Recent Game(s): Food Chain Magnate
There’s a lot to recommend FCM, because there’s a lot, period. It’s technically a perfect information game, but never feels like a strict optimization puzzle like so many more-dry Euros, because you’re in a constantly shifting environment as a result of player actions and competing with others for the same sales.
It’s a dense game that can be unforgiving to someone learning (a buddy of mine finished his first game at $0). But there’s a hardcore crowd that – justifiably – loves exploring its depths.
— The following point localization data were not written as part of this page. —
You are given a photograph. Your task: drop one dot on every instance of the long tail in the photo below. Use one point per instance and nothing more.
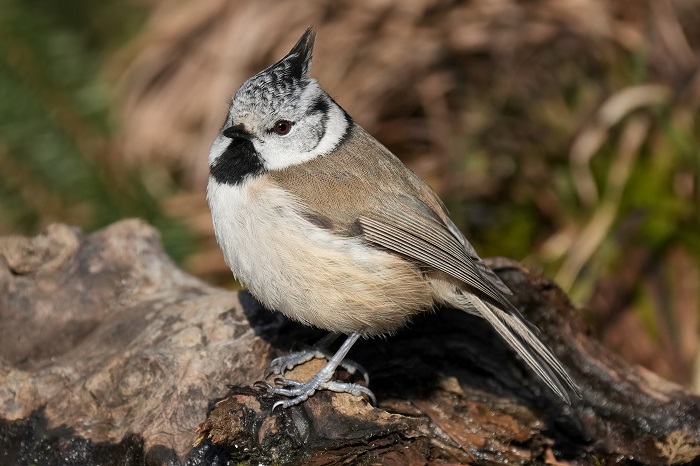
(528, 346)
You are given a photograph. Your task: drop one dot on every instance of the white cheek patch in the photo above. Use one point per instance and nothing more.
(218, 147)
(278, 156)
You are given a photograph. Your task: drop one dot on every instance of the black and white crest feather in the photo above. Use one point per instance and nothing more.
(283, 92)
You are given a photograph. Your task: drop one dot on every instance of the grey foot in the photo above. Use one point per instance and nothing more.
(282, 364)
(301, 391)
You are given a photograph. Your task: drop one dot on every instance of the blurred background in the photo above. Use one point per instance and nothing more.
(562, 133)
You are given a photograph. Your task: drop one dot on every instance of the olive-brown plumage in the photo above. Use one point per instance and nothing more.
(326, 225)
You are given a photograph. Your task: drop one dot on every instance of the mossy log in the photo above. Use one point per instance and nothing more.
(110, 354)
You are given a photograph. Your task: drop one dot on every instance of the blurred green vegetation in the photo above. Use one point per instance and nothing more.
(55, 125)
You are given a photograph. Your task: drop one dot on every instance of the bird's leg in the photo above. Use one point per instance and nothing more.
(282, 364)
(301, 391)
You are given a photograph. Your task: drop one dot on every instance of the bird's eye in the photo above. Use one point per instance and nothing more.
(282, 127)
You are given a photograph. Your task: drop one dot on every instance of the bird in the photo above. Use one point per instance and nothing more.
(324, 224)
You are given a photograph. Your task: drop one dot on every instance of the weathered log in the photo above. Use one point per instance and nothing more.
(109, 354)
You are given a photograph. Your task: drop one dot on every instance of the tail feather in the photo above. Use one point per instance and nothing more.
(528, 346)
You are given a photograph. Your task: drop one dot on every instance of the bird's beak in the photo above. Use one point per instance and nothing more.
(237, 132)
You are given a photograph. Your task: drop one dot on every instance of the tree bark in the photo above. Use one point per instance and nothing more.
(112, 355)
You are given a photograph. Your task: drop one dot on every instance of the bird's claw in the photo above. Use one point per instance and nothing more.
(301, 391)
(282, 364)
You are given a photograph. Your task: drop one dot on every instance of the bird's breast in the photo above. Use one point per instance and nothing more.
(312, 275)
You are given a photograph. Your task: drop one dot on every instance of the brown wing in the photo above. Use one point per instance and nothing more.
(413, 229)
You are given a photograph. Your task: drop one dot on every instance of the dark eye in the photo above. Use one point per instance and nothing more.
(282, 127)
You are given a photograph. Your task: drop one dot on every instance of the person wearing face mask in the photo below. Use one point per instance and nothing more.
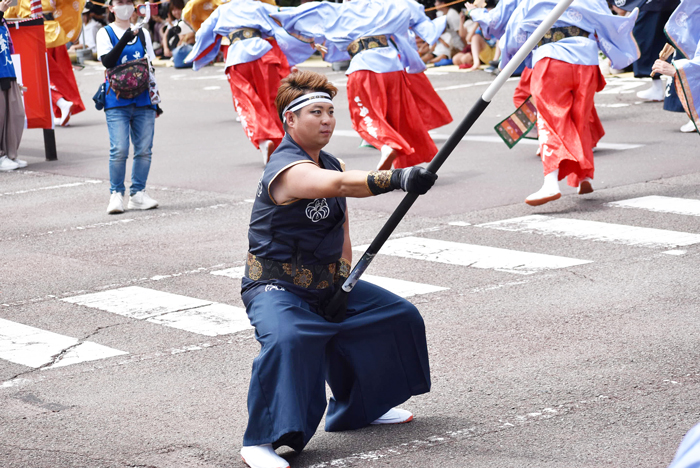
(119, 43)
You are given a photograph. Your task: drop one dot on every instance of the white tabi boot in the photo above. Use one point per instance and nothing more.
(116, 203)
(687, 128)
(266, 150)
(394, 416)
(65, 107)
(7, 164)
(655, 93)
(548, 192)
(262, 456)
(387, 159)
(585, 186)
Recent Game(s): Mage Knight
Speaking of games with a lot of everything, Mage Knight is initially overwhelming. I felt like I was playing a heavy exploration dungeon crawler, and hadn’t scratched the surface of its possibilities…and I was only playing the introductory tutorial scenario with my friends. So at first, my brain just sort of said “this is too much.”
But I do get the appeal, assuming you’re playing with the same people over and over. Or solo, since it’s apparently a great 1P game. And it’s because once you grok the basics, you can tailor the experience in hundreds of ways, many of which will be great for your play group or play style. I frankly don’t want to dive that deep, but will happily join my friend who owns it in an occasional play.
Best Recent Game: Dragon Castle
Dragon Castle holds 2-4 players, and plays in under an hour. It uses Mahjong-style tiles in a variable “castle” structure, from which you pluck tiles and play them into a personal tableau based on certain rules. I almost gave up on this one, because, despite having lovely components and being clever enough, I played at 4P and it felt insular and a little random. But then I played at 2P, and the game came alive.
At 2P, it’s less reactionary to whatever tiles are available and allows for longer-term insights. Having two also gives you more opportunities to stymie your opponent with nuanced, oblique decisions. The strategy opens up, basically. The optional Dragon and Spirit Cards are also necessary for added depth and options.
Most games have a “best” player count, but it’s rare for a game to elicit boredom from me at one count but excitement at another. Dragon Castle is one such game.